Cette chanson demeure à ce jour la plus célèbre de son répertoire (souvent la seule qu'évoque son nom). À l'origine, elle doit s'appeler Adieu California, mais Chamfort n'est pas convaincu par la première version écrite par Gainsbourg. C'est à l'occasion d'un dîner que ce dernier entend parler du navigateur disparu Alain Colas et de son bateau Manureva. Le sujet lui inspire directement les paroles de la chanson qui, en plus de devenir un considérable succès, s'avère être un morceau de disco mélancolique révélant un travail de production inventif.

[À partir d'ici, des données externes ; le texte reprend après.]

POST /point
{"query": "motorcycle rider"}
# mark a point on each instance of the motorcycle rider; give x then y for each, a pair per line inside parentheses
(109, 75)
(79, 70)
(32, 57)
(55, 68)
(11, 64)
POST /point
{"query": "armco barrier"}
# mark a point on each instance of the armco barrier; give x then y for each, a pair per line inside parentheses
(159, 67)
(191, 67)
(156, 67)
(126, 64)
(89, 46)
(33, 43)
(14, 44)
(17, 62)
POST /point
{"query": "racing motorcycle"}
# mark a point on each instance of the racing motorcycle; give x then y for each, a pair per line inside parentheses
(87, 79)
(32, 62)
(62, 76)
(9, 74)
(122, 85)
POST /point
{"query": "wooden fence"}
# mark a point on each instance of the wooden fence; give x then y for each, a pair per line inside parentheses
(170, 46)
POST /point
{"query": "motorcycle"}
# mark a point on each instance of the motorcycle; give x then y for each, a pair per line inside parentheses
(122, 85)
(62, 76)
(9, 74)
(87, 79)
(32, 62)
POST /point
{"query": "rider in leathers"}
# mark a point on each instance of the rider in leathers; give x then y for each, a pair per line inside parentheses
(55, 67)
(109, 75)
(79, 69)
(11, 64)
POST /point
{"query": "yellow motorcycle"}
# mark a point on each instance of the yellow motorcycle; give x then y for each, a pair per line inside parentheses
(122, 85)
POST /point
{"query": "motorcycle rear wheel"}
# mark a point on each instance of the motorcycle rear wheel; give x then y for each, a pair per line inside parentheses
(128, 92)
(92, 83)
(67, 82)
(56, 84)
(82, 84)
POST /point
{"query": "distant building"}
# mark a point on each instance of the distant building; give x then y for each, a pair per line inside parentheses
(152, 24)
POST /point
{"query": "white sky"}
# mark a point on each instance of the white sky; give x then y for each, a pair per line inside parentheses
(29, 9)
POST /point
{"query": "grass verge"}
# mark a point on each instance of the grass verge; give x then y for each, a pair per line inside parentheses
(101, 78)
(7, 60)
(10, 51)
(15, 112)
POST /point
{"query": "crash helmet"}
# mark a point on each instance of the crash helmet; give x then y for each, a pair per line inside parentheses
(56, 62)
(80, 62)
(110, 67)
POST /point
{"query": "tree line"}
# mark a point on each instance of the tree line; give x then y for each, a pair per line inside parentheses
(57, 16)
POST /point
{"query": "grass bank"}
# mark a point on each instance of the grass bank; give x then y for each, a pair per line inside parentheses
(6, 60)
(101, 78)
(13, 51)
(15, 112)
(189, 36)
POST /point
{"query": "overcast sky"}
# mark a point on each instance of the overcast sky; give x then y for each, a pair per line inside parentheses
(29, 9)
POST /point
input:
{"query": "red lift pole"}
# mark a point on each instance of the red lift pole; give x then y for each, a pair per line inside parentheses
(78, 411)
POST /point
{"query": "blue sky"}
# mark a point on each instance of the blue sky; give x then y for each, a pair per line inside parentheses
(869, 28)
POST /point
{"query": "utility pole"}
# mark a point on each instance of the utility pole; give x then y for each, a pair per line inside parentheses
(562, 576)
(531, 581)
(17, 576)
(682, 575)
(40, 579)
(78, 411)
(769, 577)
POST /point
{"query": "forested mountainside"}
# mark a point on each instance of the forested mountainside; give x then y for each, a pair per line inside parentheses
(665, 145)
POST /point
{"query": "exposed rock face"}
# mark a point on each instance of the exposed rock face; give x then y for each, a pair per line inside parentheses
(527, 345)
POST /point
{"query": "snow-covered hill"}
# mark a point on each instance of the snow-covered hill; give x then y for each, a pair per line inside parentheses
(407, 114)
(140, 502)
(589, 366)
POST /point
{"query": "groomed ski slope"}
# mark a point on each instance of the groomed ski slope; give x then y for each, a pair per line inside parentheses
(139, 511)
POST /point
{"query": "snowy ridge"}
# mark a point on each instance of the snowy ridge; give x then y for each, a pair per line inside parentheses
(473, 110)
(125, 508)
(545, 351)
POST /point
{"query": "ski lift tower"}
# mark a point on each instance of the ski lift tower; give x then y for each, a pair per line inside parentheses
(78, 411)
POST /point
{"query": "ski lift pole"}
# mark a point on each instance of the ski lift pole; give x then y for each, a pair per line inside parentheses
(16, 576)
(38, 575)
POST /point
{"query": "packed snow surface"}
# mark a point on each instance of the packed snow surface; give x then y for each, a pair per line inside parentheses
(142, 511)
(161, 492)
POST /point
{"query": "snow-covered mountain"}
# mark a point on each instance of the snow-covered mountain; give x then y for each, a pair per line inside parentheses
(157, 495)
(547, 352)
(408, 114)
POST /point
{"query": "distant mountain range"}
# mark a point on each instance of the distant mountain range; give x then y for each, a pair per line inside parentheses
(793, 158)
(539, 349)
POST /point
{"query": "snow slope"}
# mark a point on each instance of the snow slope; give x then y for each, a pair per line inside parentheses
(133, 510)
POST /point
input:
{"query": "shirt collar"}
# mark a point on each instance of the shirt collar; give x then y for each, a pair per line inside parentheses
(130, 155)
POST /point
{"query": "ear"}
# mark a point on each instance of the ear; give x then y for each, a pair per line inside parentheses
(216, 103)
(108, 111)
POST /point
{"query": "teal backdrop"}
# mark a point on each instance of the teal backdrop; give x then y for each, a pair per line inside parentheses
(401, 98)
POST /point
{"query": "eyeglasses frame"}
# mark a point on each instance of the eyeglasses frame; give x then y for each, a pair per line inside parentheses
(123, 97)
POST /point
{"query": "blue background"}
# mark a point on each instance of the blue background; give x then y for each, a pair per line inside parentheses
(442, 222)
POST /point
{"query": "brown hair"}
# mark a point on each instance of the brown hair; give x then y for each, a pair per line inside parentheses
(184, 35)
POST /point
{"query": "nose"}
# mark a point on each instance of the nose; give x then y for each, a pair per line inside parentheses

D'une manière plus générale, la nouvelle orientation musicale d'Alain Chamfort, teintée de nouveau-romantisme, n'est pas sans rappeler les productions anglaises de Duran Duran ou Roxy Music.

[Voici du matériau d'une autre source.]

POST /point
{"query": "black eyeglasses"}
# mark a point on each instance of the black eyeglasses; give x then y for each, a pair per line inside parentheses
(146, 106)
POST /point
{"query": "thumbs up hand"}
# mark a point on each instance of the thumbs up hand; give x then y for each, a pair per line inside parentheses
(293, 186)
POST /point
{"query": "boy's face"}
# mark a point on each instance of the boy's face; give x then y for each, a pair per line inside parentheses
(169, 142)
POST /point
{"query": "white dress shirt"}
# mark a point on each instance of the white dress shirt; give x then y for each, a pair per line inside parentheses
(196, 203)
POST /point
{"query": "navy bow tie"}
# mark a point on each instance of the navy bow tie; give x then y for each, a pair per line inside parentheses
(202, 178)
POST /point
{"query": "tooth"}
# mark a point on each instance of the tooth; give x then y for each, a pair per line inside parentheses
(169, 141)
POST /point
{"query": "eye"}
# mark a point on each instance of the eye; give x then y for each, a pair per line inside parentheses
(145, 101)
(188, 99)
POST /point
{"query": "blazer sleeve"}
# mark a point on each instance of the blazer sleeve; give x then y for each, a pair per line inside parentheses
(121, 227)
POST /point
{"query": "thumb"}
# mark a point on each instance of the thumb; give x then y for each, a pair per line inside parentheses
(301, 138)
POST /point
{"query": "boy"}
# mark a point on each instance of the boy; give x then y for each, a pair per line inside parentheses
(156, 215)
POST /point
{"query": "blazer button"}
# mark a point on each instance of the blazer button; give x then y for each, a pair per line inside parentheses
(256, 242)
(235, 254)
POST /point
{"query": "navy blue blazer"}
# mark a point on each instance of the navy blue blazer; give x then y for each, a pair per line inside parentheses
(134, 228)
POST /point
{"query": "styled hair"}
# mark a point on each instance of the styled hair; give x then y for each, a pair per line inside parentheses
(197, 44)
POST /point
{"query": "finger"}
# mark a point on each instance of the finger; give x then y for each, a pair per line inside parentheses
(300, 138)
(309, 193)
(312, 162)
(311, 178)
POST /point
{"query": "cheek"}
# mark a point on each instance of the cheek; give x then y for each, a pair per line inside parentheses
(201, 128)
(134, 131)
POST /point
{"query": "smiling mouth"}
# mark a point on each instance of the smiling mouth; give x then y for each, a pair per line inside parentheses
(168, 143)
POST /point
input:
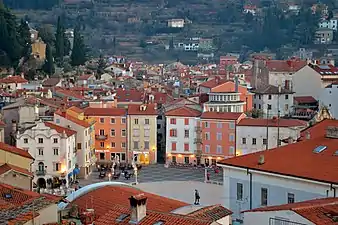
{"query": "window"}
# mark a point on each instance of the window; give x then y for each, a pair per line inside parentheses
(207, 136)
(269, 107)
(102, 156)
(264, 196)
(265, 141)
(173, 146)
(232, 137)
(219, 149)
(146, 145)
(186, 147)
(123, 133)
(291, 198)
(173, 133)
(172, 121)
(135, 144)
(239, 192)
(186, 133)
(123, 120)
(207, 149)
(253, 141)
(112, 120)
(112, 132)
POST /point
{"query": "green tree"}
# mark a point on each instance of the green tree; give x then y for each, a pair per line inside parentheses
(78, 56)
(48, 67)
(59, 40)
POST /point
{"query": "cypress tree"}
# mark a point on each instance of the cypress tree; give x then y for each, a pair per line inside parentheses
(78, 56)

Mais Gainsbourg n'écrit que quelques textes de l'album (Manureva, Démodé et Bébé Polaroïd). Pour les autres Alain, fait appel à Jean-Michel Rivat (Geant, Béguine), Jay Alanski (Palais Royal) et Jane Birkin (Let Me Try Again). Manureva se vend à près d'un million d'exemplaires et permet a Alain de renouer avec le succès qu'il avait connu au début de la décennie. Puis, débute une période durant laquelle la musique d'Alain Chamfort s'inscrit plus nettement dans une mouvance que l'on peut associer à la New Wave naissante tout en conservant le côté "nouveau-romantisme" abordé quelques années plus tôt avec l'utilisation marquée d'instruments électroniques comme les synthétiseurs, qui accompagnent des mélodies pop sucrées et des thèmes à la saveur exotique, évoquant les voyages ou encore l'Orient. Les albums et les tubes s'enchaînent alors, jusqu'au tout début des années 1990, faisant de Chamfort une figure incontournable de la musique pop française de cette époque-là : Bambou, Chasseur d'ivoire, Paradis, Bons baisers d'ici, Rendez-vous, Traces de toi, La Fièvre dans le sang, Souris puisque c'est grave, sont autant de succès.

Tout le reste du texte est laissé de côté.